W_n = (fB + 1)^{np} \cdot (1 - f)^{nq}

Now, we apply the Kelly Criterion, and get the growth rate $G$ .

\begin{align} G &= \lim_{n \to +\infty} \frac{1}{n} (\log(W_n)) \\\ &= \lim_{n \to +\infty} p \cdot \log(fB + 1) + q \log(1 - f) \end{align}

To find the optimal fraction to invest - the Kelly bet - we want to find the fraction for which $G$ is at it’s maximum - where the growth rate is the highest. By solving $\frac{\text{d}}{\text{d} f}G = 0$ , we find the inflection point, the highest point on a concave curve, and thus the Kelly bet.

The graph shows the growth rate as a function of the invested fraction. You can try to play around with the above function on Desmos for different probabilities and returns.

$Graphing the growth rate against the fraction of wealth invested.$

\begin{align} \frac{\text{d}}{\text{d} f}G = 0 \\\ \frac{\text{d}}{\text{d} f} \cdot p \log(fB + 1) + \frac{\text{d}}{\text{d} f} \cdot q \log(1 - f) = 0\end{align}

And by replacing $q = 1 - p$ this can be simplified to the following.

\begin{align} \frac{pB}{(fB + 1)} &= \frac{q}{1 - f} \\\ f(1 - p + p) &= p - \frac{(1 - p)}{B}\end{align}

Which gives us the gambling formula.

f = p - \frac{1 - p}{B}

If you want a better, more detailed explanation of the maths, I would recommend this great post on the topic.

Applying the Kelly Criterion to Blackjack

Kelly’s strategy clearly works in a simple scenario with a binary outcome: you either get the shipment to the port intact - or it sinks. But it can also be used to size bets in more complex games, such as Blackjack.
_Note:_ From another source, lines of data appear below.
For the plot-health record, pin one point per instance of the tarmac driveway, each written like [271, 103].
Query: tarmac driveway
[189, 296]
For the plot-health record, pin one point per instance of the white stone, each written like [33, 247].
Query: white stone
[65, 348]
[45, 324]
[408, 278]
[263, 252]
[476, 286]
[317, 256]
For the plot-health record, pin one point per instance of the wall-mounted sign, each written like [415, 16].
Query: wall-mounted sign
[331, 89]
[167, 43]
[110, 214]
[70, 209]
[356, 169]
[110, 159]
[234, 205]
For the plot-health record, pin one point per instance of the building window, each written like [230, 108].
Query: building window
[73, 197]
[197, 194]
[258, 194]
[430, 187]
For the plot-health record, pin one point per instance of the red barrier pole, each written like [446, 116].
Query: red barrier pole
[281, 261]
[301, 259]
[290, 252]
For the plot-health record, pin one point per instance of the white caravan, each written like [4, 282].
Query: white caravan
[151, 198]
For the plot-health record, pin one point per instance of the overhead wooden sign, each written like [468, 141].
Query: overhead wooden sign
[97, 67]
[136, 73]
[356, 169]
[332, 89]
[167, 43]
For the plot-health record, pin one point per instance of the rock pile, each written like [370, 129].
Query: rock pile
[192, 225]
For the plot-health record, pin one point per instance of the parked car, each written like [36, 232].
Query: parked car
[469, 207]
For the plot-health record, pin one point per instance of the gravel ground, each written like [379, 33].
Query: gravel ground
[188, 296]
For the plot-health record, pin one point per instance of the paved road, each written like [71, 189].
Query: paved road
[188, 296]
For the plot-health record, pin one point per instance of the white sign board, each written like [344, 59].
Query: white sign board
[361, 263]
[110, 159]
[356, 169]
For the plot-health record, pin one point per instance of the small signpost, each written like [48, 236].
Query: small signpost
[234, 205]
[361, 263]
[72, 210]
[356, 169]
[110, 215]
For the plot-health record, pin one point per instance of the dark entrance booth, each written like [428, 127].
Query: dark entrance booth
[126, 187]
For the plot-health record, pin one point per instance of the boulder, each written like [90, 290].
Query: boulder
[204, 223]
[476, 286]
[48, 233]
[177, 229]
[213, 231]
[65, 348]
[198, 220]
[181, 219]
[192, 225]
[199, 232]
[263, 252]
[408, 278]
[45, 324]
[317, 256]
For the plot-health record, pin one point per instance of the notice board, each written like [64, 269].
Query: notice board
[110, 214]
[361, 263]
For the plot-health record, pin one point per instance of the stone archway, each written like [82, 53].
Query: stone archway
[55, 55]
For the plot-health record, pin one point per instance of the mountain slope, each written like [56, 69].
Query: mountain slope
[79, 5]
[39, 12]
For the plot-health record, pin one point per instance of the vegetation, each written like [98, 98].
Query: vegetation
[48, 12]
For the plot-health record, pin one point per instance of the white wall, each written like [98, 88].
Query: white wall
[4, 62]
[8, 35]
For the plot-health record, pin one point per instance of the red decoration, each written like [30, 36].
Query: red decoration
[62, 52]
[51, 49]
Instead of only even-odds, the game also offers 3:2 odds for a blackjack, a sum of 21 in the first two cards. But Blackjack’s win probabilities vary wildly, depending on which cards were drawn from the deck already. This is quantized in what’s called the true count. Since aces and tens are more favourable for the player (drawing an ace and a ten makes 21), a deck containing more of these cards increases the probability of a 3:2 payout - which increases the fraction the player should invest.
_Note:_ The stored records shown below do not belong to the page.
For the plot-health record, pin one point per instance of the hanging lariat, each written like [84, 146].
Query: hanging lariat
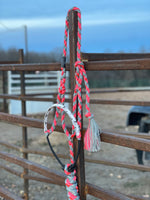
[92, 135]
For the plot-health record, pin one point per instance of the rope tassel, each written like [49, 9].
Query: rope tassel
[92, 136]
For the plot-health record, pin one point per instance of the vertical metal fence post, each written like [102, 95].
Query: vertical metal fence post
[24, 129]
[4, 80]
[73, 25]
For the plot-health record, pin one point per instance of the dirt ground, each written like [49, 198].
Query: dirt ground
[119, 179]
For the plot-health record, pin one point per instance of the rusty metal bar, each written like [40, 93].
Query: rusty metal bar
[31, 67]
[73, 25]
[100, 161]
[109, 137]
[9, 62]
[93, 91]
[58, 177]
[29, 177]
[7, 194]
[136, 64]
[92, 101]
[24, 129]
[48, 180]
[113, 56]
[4, 80]
[49, 173]
[104, 194]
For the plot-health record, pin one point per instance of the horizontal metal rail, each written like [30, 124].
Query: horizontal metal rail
[95, 91]
[113, 56]
[105, 194]
[92, 101]
[108, 137]
[134, 64]
[59, 177]
[6, 194]
[53, 174]
[100, 161]
[99, 191]
[25, 176]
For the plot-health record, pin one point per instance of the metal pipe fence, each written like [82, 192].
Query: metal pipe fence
[93, 62]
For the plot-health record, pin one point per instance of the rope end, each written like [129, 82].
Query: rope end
[92, 136]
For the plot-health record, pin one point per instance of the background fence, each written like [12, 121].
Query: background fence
[93, 62]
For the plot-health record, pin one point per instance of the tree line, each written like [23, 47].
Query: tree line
[128, 78]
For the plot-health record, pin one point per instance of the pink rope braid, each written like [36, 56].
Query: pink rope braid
[71, 183]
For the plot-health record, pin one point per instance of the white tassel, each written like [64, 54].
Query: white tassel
[92, 136]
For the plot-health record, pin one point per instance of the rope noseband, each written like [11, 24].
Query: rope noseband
[92, 135]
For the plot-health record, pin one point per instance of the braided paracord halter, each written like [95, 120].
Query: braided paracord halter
[90, 144]
[69, 169]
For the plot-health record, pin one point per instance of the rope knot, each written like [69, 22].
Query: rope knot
[79, 64]
[71, 184]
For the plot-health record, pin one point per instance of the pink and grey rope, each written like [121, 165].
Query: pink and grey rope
[80, 75]
[71, 183]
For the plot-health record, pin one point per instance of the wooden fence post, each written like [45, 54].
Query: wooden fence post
[24, 129]
[73, 26]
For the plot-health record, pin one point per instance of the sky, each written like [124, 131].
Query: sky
[107, 25]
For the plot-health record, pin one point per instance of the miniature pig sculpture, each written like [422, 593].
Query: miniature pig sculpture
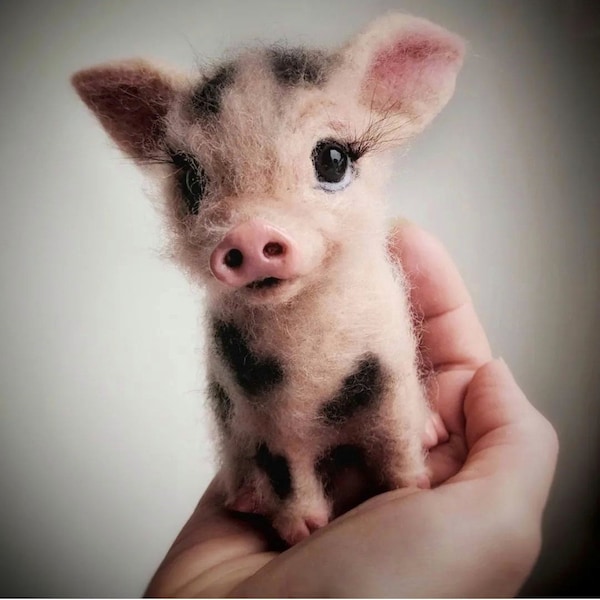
[272, 167]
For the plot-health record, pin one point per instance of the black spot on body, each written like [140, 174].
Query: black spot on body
[359, 390]
[221, 402]
[276, 468]
[295, 66]
[254, 374]
[206, 99]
I wrote a simulation that plays about ten thousand hands of blackjack for each true count, determining the probabilities of the different payouts. You can try and play around with the code for Blackjack, it’s hosted on GitHub.

With this data, we can then determine the growth rate for the fraction invested as a line on the graph below. The Kelly Bet is the fraction with the highest growth rate, marked with the green line here, for a true count of +16 (which is very rare) at 0.59%. For negative counts, you shouldn’t bet at all according to Kelly.

Graph showing growth rates for different true counts in Blackjack. Playing with one deck, reshuffling at 25%. Dealer stands on soft 17, no doubling.

In practice, this means that professional gamblers counting cards are betting more on tables with high counts and the allowed minimum at tables with a low count in order to maximise growth.

But because it’s such as slight edge, you would have to play a lot to win a significant amount. If you’re interested in watching professional gamblers exploiting this edge, see Steven Bridges on Nebula or YouTube.

Calculating Blackjack’s growth rate

To calculate the growth rate in Blackjack (assuming we know the different probabilities) we have to determine the limit of the logarithm of the expected wealth for the number of hands played approaching infinity, as done above with the ship investor situation.

Instead of two, we now have three possible outcomes: the player wins with 21 and gets 3:2 odds, the player wins and gets 1:1 odds or he loses his investment.

\begin{align} G &= p_{3:2} \cdot \log(1 + 1.5f) + p_{1:1} \log(1 + f) + p_{0} \log(1 - f) \end{align}

Why isn’t everyone rich thanks to the Kelly Criterion?

If this magic formula is able to optimise growth rate that effectively, why isn’t everyone rich already? Clearly not even Kelly can turn a losing bet into profit.

The Criterion is very sensitive to change in the probabilities used, which have to be exact in order for the invested fraction to be correct. To hedge against this, a fractional Kelly bet is often used. This means that only 50% or 25% of the calculated fraction is invested. This is a valid strategy because - as you might already have observed - the growth rate is never negative for a fraction between 0 and the Kelly bet. Thus investing less will never lead to losing money.